So, FI and I are trying to sell our condo. Our complex has condos of 2 different sizes, and we live in the bigger size, about 1500 square feet. The smaller units are 1100 square feet.
Our agent (FI's uncle, which FTR I was completely against using family, but it's technically FI's condo, so whatever, his choice) called yesterday and asked if we could accommodate a showing for 10am this morning. We spent 4 hours between last night and this morning doing a super thorough cleaning and staging the place.
Now, we had planned to leave at 9:45, just to give the buyer 15 minutes leeway.
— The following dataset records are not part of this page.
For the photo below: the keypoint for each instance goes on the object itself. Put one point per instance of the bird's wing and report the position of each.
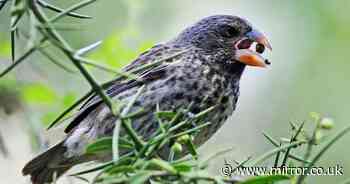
(159, 55)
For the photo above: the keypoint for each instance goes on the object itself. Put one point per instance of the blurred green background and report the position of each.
(309, 72)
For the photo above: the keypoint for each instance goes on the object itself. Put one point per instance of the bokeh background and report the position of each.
(309, 73)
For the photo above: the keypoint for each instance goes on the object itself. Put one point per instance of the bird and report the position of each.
(202, 66)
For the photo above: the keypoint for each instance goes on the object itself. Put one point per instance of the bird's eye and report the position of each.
(229, 32)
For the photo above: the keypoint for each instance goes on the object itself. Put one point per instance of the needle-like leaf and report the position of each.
(59, 10)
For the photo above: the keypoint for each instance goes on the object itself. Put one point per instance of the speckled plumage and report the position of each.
(204, 73)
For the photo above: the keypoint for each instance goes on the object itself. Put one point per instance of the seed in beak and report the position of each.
(260, 48)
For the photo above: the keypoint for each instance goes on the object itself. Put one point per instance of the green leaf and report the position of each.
(68, 100)
(119, 169)
(5, 48)
(163, 165)
(39, 94)
(140, 177)
(181, 167)
(265, 179)
(165, 114)
(103, 144)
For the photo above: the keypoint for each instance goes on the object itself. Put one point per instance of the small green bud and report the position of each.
(327, 123)
(184, 139)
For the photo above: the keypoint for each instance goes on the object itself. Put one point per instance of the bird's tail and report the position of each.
(47, 165)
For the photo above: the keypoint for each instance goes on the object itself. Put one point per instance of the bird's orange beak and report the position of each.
(251, 57)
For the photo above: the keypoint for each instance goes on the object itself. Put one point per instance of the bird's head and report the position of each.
(230, 36)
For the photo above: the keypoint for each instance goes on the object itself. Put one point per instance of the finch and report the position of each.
(202, 66)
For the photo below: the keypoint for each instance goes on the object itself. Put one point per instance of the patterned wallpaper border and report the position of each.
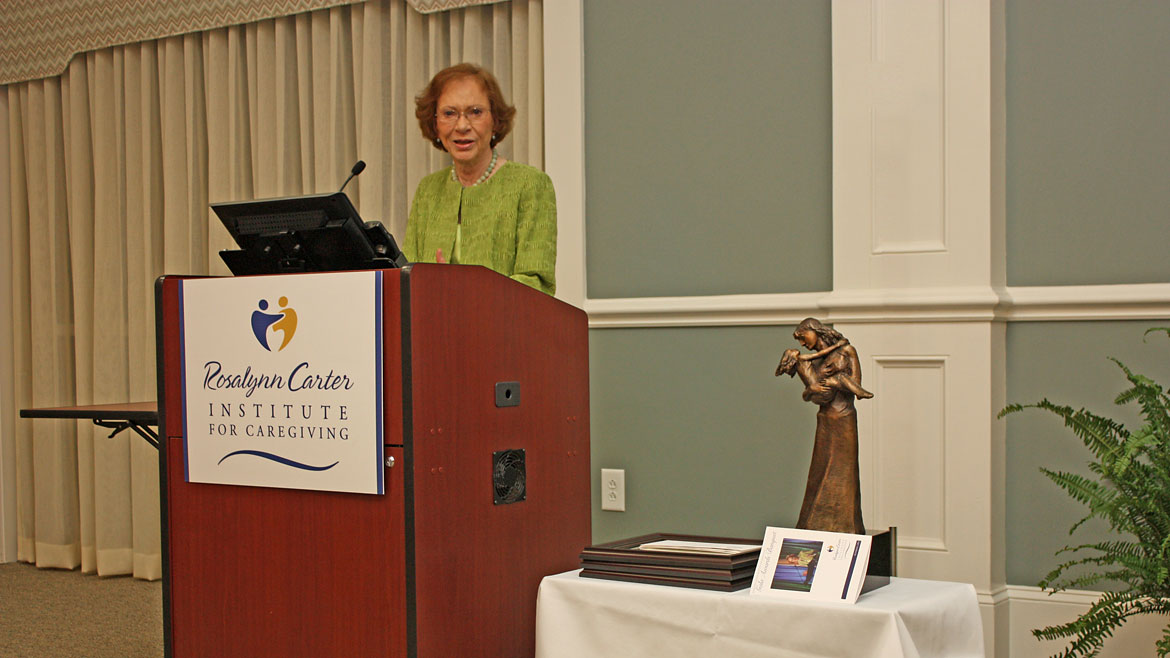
(38, 38)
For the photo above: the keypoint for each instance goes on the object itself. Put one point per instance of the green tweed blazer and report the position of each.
(509, 224)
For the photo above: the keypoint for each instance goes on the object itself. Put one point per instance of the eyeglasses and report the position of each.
(474, 114)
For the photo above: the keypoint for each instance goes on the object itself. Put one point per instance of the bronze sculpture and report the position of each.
(832, 379)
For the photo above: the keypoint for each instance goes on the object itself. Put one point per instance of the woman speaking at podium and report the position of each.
(482, 210)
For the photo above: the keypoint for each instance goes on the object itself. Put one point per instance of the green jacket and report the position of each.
(509, 224)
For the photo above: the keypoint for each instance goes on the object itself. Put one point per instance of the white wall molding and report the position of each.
(564, 139)
(1032, 608)
(1135, 301)
(1142, 301)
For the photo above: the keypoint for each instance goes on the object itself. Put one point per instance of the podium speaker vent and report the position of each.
(508, 475)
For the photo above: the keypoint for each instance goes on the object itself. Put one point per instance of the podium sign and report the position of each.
(282, 381)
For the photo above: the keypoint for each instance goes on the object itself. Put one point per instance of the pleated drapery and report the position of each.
(105, 177)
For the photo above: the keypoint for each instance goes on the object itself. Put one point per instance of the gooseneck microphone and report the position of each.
(357, 169)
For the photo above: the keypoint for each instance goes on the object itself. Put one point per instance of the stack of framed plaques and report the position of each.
(690, 561)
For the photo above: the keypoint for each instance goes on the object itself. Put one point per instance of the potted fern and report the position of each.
(1129, 489)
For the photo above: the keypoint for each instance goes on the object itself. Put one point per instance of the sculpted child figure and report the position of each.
(832, 379)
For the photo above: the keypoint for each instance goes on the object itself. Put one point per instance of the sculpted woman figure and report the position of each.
(832, 379)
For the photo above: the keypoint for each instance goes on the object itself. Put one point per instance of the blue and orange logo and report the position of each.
(284, 321)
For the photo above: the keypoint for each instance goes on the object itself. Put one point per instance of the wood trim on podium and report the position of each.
(434, 567)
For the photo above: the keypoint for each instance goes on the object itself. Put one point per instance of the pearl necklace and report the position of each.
(491, 166)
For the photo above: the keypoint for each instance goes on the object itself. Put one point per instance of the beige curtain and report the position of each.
(105, 177)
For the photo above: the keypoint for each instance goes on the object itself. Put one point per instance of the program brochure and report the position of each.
(811, 564)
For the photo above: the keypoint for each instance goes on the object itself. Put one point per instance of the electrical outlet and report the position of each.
(613, 489)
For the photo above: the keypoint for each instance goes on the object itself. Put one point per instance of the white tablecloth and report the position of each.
(593, 618)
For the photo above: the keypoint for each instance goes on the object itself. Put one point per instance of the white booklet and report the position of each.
(811, 564)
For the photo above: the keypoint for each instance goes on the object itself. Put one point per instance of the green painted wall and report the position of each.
(1066, 362)
(1088, 141)
(708, 143)
(711, 440)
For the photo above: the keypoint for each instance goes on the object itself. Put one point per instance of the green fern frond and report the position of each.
(1129, 489)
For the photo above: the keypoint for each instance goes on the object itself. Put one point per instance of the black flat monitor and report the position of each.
(310, 233)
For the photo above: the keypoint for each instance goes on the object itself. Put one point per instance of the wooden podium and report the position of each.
(435, 567)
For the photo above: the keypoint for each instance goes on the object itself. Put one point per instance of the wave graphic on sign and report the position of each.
(279, 459)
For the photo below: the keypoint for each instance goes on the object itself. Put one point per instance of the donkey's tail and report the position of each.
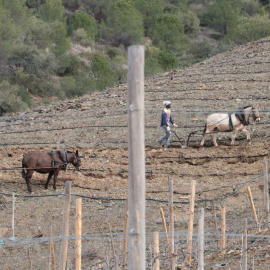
(23, 171)
(204, 130)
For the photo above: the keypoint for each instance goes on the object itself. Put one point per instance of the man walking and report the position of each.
(166, 120)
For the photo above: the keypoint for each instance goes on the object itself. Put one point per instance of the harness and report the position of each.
(63, 156)
(230, 121)
(241, 117)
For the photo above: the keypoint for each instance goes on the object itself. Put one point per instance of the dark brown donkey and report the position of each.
(51, 162)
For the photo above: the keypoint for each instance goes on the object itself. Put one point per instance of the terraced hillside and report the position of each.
(97, 125)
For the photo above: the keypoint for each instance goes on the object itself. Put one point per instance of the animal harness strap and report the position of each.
(241, 116)
(52, 153)
(230, 121)
(63, 156)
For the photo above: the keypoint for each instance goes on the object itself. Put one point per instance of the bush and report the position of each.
(167, 32)
(125, 24)
(200, 50)
(9, 99)
(251, 29)
(82, 20)
(104, 75)
(68, 65)
(74, 87)
(152, 67)
(191, 23)
(167, 60)
(80, 36)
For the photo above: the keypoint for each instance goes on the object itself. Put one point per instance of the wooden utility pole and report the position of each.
(164, 225)
(156, 251)
(65, 231)
(136, 158)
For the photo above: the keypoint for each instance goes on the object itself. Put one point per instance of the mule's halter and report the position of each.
(254, 114)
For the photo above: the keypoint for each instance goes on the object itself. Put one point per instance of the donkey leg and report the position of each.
(28, 177)
(55, 178)
(203, 139)
(215, 139)
(248, 135)
(48, 179)
(234, 136)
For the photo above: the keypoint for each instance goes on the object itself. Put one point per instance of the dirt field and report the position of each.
(96, 125)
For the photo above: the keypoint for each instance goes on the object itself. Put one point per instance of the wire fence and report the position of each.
(27, 243)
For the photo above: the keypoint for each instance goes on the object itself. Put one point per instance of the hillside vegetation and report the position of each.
(56, 49)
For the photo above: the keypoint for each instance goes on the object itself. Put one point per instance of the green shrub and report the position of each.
(67, 65)
(25, 96)
(10, 101)
(200, 50)
(80, 36)
(151, 51)
(82, 20)
(125, 24)
(104, 75)
(74, 87)
(251, 29)
(167, 60)
(152, 67)
(167, 32)
(191, 23)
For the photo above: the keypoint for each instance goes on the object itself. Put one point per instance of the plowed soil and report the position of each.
(96, 125)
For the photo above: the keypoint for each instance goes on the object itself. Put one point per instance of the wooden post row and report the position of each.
(253, 208)
(172, 258)
(78, 234)
(223, 230)
(65, 232)
(191, 220)
(201, 240)
(266, 190)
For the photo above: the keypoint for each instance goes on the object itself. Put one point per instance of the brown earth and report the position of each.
(96, 125)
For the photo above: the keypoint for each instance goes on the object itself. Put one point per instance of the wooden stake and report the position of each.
(125, 242)
(191, 219)
(116, 263)
(172, 258)
(201, 240)
(245, 244)
(215, 220)
(13, 215)
(30, 260)
(52, 249)
(156, 251)
(65, 233)
(113, 249)
(223, 230)
(78, 234)
(253, 208)
(164, 225)
(266, 190)
(136, 158)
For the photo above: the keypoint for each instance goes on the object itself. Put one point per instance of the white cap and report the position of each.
(166, 103)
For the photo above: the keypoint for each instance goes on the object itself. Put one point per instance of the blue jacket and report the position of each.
(164, 118)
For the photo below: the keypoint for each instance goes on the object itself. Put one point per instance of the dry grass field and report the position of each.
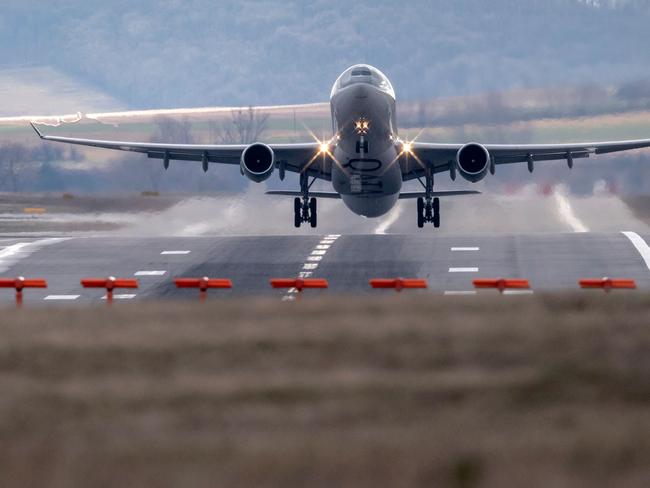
(399, 391)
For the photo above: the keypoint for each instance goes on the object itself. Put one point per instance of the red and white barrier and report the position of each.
(501, 284)
(398, 284)
(607, 284)
(20, 283)
(203, 284)
(109, 284)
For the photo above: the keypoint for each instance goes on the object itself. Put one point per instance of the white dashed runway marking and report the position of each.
(312, 262)
(122, 296)
(150, 273)
(640, 245)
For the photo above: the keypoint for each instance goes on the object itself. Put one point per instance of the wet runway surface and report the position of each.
(552, 242)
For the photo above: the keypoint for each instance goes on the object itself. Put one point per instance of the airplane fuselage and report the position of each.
(367, 174)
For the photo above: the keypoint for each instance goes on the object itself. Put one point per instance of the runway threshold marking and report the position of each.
(640, 245)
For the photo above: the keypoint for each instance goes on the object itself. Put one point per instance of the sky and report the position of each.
(190, 53)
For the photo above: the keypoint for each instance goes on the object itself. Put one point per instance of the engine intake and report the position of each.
(473, 161)
(257, 162)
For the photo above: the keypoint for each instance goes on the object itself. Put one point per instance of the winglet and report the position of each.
(36, 130)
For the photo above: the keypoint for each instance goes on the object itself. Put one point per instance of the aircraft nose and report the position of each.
(360, 91)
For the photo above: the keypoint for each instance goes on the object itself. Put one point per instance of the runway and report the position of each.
(512, 237)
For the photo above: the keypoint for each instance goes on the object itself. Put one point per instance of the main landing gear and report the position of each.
(428, 207)
(304, 209)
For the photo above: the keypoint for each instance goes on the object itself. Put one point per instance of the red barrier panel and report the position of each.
(21, 283)
(203, 284)
(109, 284)
(607, 284)
(299, 283)
(398, 284)
(502, 284)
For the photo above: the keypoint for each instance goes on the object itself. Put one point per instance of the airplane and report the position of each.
(365, 159)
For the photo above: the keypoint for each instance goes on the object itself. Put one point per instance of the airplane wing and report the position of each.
(441, 157)
(298, 158)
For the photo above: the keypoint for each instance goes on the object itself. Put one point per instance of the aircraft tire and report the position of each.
(436, 212)
(297, 209)
(313, 216)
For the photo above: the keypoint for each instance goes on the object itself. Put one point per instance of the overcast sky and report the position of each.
(155, 53)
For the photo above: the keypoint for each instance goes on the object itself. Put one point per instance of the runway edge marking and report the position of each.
(640, 245)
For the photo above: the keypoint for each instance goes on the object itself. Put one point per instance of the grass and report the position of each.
(487, 391)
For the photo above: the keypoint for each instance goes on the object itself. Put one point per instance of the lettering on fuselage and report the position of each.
(362, 181)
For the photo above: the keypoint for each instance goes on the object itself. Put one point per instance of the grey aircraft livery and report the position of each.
(365, 159)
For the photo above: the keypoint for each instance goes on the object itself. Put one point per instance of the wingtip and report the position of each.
(38, 132)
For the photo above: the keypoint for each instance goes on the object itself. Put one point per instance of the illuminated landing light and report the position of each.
(362, 126)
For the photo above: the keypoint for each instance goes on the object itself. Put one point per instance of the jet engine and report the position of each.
(473, 161)
(257, 162)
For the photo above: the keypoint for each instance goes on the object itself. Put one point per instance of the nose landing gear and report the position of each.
(428, 211)
(428, 207)
(305, 208)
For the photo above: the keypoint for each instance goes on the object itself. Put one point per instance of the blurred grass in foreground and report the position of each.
(399, 391)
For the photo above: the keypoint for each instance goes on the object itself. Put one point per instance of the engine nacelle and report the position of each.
(473, 161)
(257, 162)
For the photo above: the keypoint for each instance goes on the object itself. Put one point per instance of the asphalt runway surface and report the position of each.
(552, 241)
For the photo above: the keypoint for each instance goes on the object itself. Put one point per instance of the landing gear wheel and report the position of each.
(297, 212)
(436, 212)
(312, 213)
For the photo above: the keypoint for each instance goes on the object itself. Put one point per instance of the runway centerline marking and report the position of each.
(122, 296)
(312, 262)
(565, 210)
(641, 246)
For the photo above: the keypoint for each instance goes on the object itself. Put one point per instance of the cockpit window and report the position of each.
(363, 74)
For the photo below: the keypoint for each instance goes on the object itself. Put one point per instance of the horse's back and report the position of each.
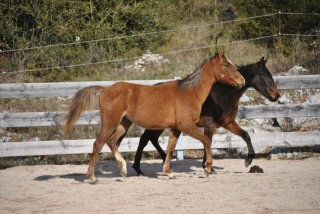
(140, 103)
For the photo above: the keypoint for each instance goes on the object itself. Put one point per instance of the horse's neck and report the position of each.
(204, 86)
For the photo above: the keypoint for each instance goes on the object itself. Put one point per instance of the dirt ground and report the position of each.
(286, 186)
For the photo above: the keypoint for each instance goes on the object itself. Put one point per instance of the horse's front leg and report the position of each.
(209, 128)
(97, 147)
(236, 129)
(173, 138)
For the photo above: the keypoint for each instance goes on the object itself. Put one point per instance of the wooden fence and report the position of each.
(30, 119)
Well at 9:20, 40 minutes before our scheduled showing, we see two cars pull up and try to enter. Luckily, we have 2 entrances and they went to the one that didn't have the lockbox so we were able to grab the last of our things and make a getaway while they moved their cars to the correct entrance.
We parked 2 rows behind our unit where we had a clear view, but the buyer would have no way of knowing it was us. They were in our condo less than 5 minutes. Then, we see them drive off and pull up to a smaller unit that is for sale, and asking about $30,000 less than us. They spent 25 minutes in this unit.
FI and I are livid. Not only did we spend our friday night and saturday morning cleaning, but they showed up 40 minutes early and wasted our time. Clearly, our unit was out of this person's price range, but they figured they would look anyways since it was in the same complex of the real unit they were interested in. FI called his uncle (mostly to complain that they showed up 40 minutes early and we had no warning) and ya know what he said........"don't clean so much next time." Seriously??? We have a dog, we have to clean before a showing! We both agree that we really shouldn't be turning away buyers, but at the same, we think our agent should perhaps try to do a little more screening to see if a buyer is truly interested before setting up a showing.
Ugh. As FI and I become future buyers if the condo ever sells, we both agree we wil always show up on time to appointments and never ever make an appointment to look at a home that is blatenly out of price range. Window shopping is what open houses are for, not scheduling real appointments and wasting a seller's time.